Amy you may want to read your catechism before you write your check.

 

Amy,
I will pray that you come to the realization of the Truth that ALL human beings, born & unborn, are made in the image & likeness of God & are thus worthy of our respect & protection.  Women deserve so much better than abortion.  Both mother AND child deserve our love.
Please take the time to research the reality behind abortion & the devastating effects it has for the mother & her child.

 

Amy- you sound very flippant when it comes to abortions and encouraging the populations of poorer countries to exterminate their lesser people. Margaret Sanger would agree with what AI is doing. All those minorities to contend with…..eugenics for all how aren’t rich, white and perfect

 

WHO not HOW- I should have edited myself….

 

Like Patricia, I too was for a time a card carrying, letter writing organizer for AI, then, when a few Catholics and other Christians were being punished, and no one, and I mean no one within AI was even concerned, or willing to discuss let alone take action… well I started to look closely at what I was contributing to, and it WAS NOT the organization I thought it was.

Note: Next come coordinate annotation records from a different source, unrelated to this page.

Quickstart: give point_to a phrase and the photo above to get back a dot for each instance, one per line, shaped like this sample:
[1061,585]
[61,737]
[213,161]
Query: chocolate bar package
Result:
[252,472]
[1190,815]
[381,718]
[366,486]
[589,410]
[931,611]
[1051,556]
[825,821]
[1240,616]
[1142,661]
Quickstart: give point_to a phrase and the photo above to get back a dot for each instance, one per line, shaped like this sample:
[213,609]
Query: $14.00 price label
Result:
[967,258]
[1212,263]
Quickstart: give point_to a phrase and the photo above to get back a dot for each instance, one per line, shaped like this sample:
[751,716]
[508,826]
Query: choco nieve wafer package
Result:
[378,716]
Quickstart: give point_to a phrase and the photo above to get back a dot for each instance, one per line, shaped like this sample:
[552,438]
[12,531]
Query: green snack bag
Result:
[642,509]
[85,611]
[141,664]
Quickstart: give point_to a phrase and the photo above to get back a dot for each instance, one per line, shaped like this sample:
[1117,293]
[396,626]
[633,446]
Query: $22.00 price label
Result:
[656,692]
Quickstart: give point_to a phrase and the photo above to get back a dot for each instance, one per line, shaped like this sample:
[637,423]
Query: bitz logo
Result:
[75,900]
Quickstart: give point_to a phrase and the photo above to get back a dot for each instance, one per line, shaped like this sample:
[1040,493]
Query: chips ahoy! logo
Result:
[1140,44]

Somehow, this is NOT surprising.

Amnesty DOES begin in the womb!

 

Sandra,
I recall being disappointed, but somehow not surprised, when Amnesty International showed no interest in getting involved in the case of some Catholic priests who were unjustly imprisoned in another country.  That was when I began to see them for what they are…an organization that does not believe in human rights for ALL.

 

I am now so very glad that I put off joining for so long and never sighed up.  Shame on them to claim themselves as a human rights organization.  I thought it bad enough when they remained “neutral” on child killing.